Алкивиад сказал, что и сам не знает, что он желает только повидаться с родными... Мутесариф похвалил его за это; похвалил его рапезских родных, особенно дядю, старика Ламприди.
— Почтенный человек! — сказал он. — Старинного, большого дома! Падишах его недавно капуджи-баши сделал! И вся семья его почтенная, честная и хорошая. Старинная семья!
Но этот разговор приостановился, потому что паше подали телеграмму на турецком языке.
— Эй, море, — закричал он сердито, — где мои очки?
Слуга надел ему очки.
Изет-паша долго смотрел на телеграмму, качая головой, и наконец воскликнул:
— Скажите! не четвероногое этот телеграфчи? Так мерзко пишет! Позовите кетиба![13]
Молодой кетиб вошел в модной короткой жакетке и феске и почтительно встал перед пашой.

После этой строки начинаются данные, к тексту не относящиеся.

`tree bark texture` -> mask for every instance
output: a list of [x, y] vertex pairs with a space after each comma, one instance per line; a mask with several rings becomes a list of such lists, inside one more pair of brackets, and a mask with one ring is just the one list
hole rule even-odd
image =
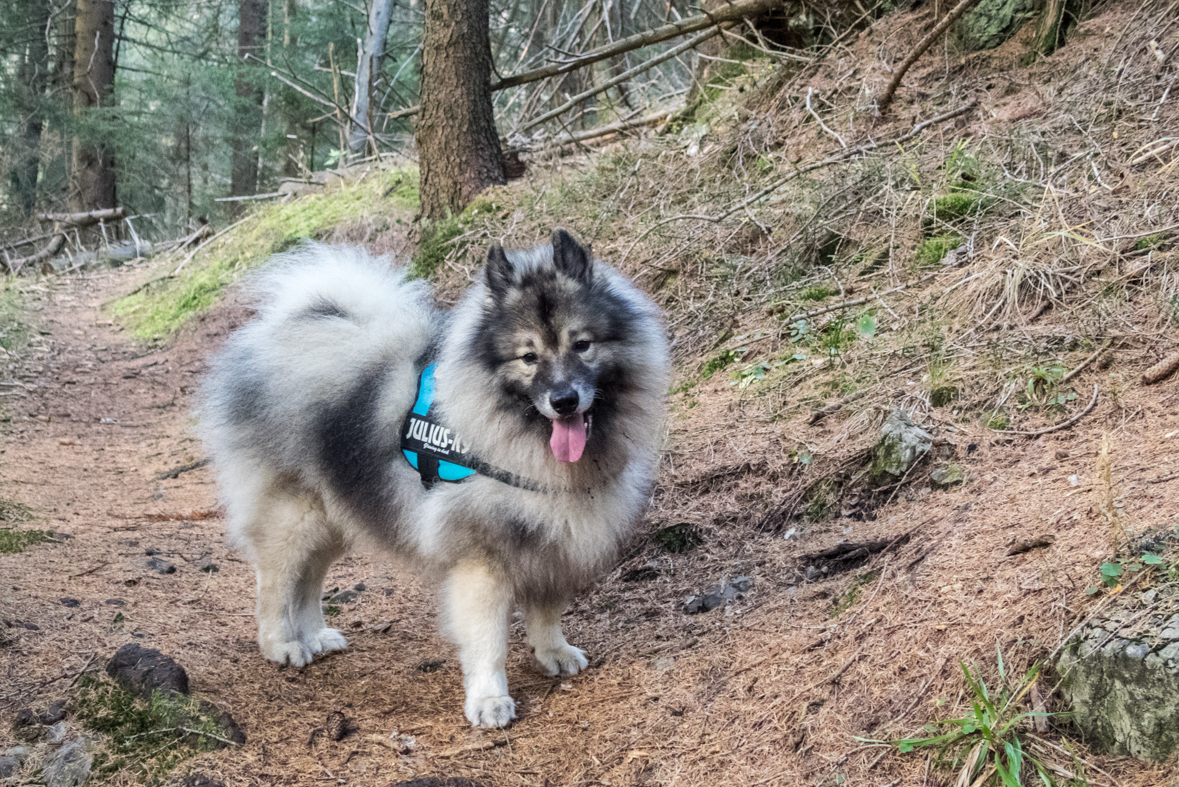
[[[258, 185], [258, 156], [254, 147], [261, 141], [258, 129], [262, 123], [262, 85], [253, 78], [252, 66], [262, 60], [266, 42], [266, 0], [241, 0], [238, 6], [237, 54], [238, 64], [234, 92], [237, 95], [237, 115], [233, 129], [233, 171], [230, 175], [230, 195], [240, 197], [253, 194]], [[240, 204], [240, 203], [234, 203]]]
[[96, 111], [114, 104], [114, 0], [77, 0], [74, 23], [73, 186], [75, 211], [115, 206], [115, 156], [96, 128]]
[[37, 173], [41, 163], [42, 102], [49, 77], [49, 42], [45, 37], [49, 24], [47, 0], [34, 0], [29, 17], [33, 34], [17, 70], [23, 100], [18, 108], [16, 163], [12, 169], [12, 185], [26, 216], [32, 215], [37, 204]]
[[[370, 0], [368, 28], [361, 44], [360, 62], [356, 65], [356, 89], [352, 93], [352, 128], [348, 134], [348, 148], [353, 153], [364, 150], [370, 134], [371, 118], [369, 106], [372, 102], [373, 85], [381, 73], [381, 59], [385, 56], [385, 37], [389, 33], [389, 17], [393, 13], [393, 0]], [[490, 13], [490, 12], [489, 12]]]
[[458, 213], [504, 183], [491, 106], [489, 0], [426, 0], [417, 125], [422, 216]]
[[[295, 63], [299, 50], [299, 37], [295, 35], [295, 19], [299, 16], [299, 6], [296, 0], [283, 0], [282, 9], [283, 33], [282, 49], [286, 62]], [[303, 126], [299, 115], [299, 100], [289, 88], [279, 91], [279, 106], [282, 107], [283, 121], [286, 126], [286, 144], [282, 150], [283, 177], [297, 178], [303, 175], [304, 168], [311, 169], [313, 162], [305, 161], [303, 153]], [[300, 165], [302, 164], [302, 165]]]

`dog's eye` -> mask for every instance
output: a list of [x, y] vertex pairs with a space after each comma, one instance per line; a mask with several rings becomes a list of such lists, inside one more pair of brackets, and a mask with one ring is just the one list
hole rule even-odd
[[537, 361], [540, 360], [540, 358], [537, 357], [536, 353], [524, 353], [520, 356], [520, 360], [529, 366], [533, 366]]
[[586, 350], [588, 350], [589, 348], [590, 348], [590, 343], [589, 343], [588, 339], [582, 339], [579, 342], [573, 343], [573, 352], [575, 352], [575, 353], [583, 353]]

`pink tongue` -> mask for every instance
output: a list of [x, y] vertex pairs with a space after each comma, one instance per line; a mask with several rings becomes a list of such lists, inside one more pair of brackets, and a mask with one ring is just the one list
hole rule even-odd
[[558, 462], [576, 462], [585, 450], [585, 417], [578, 413], [553, 421], [553, 436], [549, 439], [553, 456]]

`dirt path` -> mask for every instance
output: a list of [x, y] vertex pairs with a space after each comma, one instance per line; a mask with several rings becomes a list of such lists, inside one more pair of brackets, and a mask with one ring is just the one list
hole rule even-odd
[[[301, 670], [261, 658], [252, 574], [224, 544], [209, 469], [183, 469], [203, 459], [191, 433], [194, 387], [209, 352], [248, 311], [231, 301], [167, 345], [137, 345], [103, 304], [150, 275], [39, 285], [40, 333], [3, 373], [20, 385], [6, 388], [16, 393], [5, 397], [0, 497], [32, 509], [40, 521], [27, 526], [69, 537], [0, 555], [0, 625], [12, 640], [0, 649], [0, 747], [12, 743], [17, 709], [65, 697], [86, 665], [101, 667], [139, 642], [175, 657], [194, 693], [244, 728], [245, 746], [177, 771], [226, 785], [383, 787], [423, 776], [538, 786], [839, 776], [921, 784], [923, 757], [882, 756], [853, 736], [910, 733], [961, 700], [960, 659], [985, 663], [998, 642], [1012, 668], [1025, 669], [1091, 605], [1084, 590], [1108, 539], [1091, 491], [1102, 433], [1114, 436], [1118, 504], [1135, 525], [1159, 526], [1176, 510], [1179, 455], [1163, 437], [1179, 431], [1165, 404], [1179, 391], [1171, 382], [1127, 390], [1082, 427], [1034, 442], [959, 432], [969, 483], [916, 488], [874, 520], [844, 517], [790, 540], [751, 532], [733, 518], [748, 511], [724, 506], [778, 483], [756, 460], [780, 461], [781, 435], [766, 427], [714, 440], [701, 424], [735, 417], [721, 396], [728, 386], [717, 383], [715, 395], [701, 394], [696, 420], [673, 423], [673, 458], [652, 514], [662, 524], [698, 523], [709, 540], [687, 554], [639, 544], [574, 604], [568, 636], [592, 658], [581, 676], [535, 672], [517, 620], [508, 677], [520, 721], [506, 732], [472, 731], [431, 593], [379, 558], [349, 557], [328, 578], [329, 590], [363, 586], [332, 604], [346, 651]], [[807, 582], [797, 571], [801, 552], [910, 532], [873, 564], [879, 577]], [[1055, 544], [1006, 556], [1015, 539], [1040, 534]], [[148, 568], [149, 557], [175, 572]], [[218, 570], [201, 571], [204, 561]], [[684, 614], [689, 594], [743, 574], [755, 583], [746, 597]], [[316, 733], [333, 711], [353, 730], [339, 742]], [[1123, 784], [1166, 778], [1165, 766], [1097, 762]], [[123, 772], [112, 783], [132, 782]]]

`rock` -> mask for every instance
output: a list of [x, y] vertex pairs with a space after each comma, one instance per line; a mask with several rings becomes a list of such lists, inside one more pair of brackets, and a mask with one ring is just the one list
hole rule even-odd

Паша сурово приказал ему прочесть телеграмму про себя. «Разобрал?» — спросил он.
Писарь сказал, что разобрал. «Дай мне». Опять надел очки, опять смотрел угрюмо и еще раз осыпал проклятиями телеграфчи.
— Что ж он пишет?
— Пишет, — сказал молодой писец, — что из Эллады опять перешел границу разбойник Салаяни, как видно, от преследования греческих войск.
— Хорошо! они преследуют, а мы убьем его! — сказал паша и потом, снова обращаясь к писцу, спросил у него: — Какая это на тебе одежда?
— Одежда моды, — смиренно кланяясь, отвечал писец.
— Одежда моды? — грозно воскликнул Изет-паша. — И ты смеешь являться предо мной в этой обезьяньей одежде? Разве не имеешь ты низамского сюртука, который назначен для службы? Европа, франки свели вас с ума!
— Як вали-паше так ходил, паша-эффендим, извините меня! — дрожа оправдывался писец.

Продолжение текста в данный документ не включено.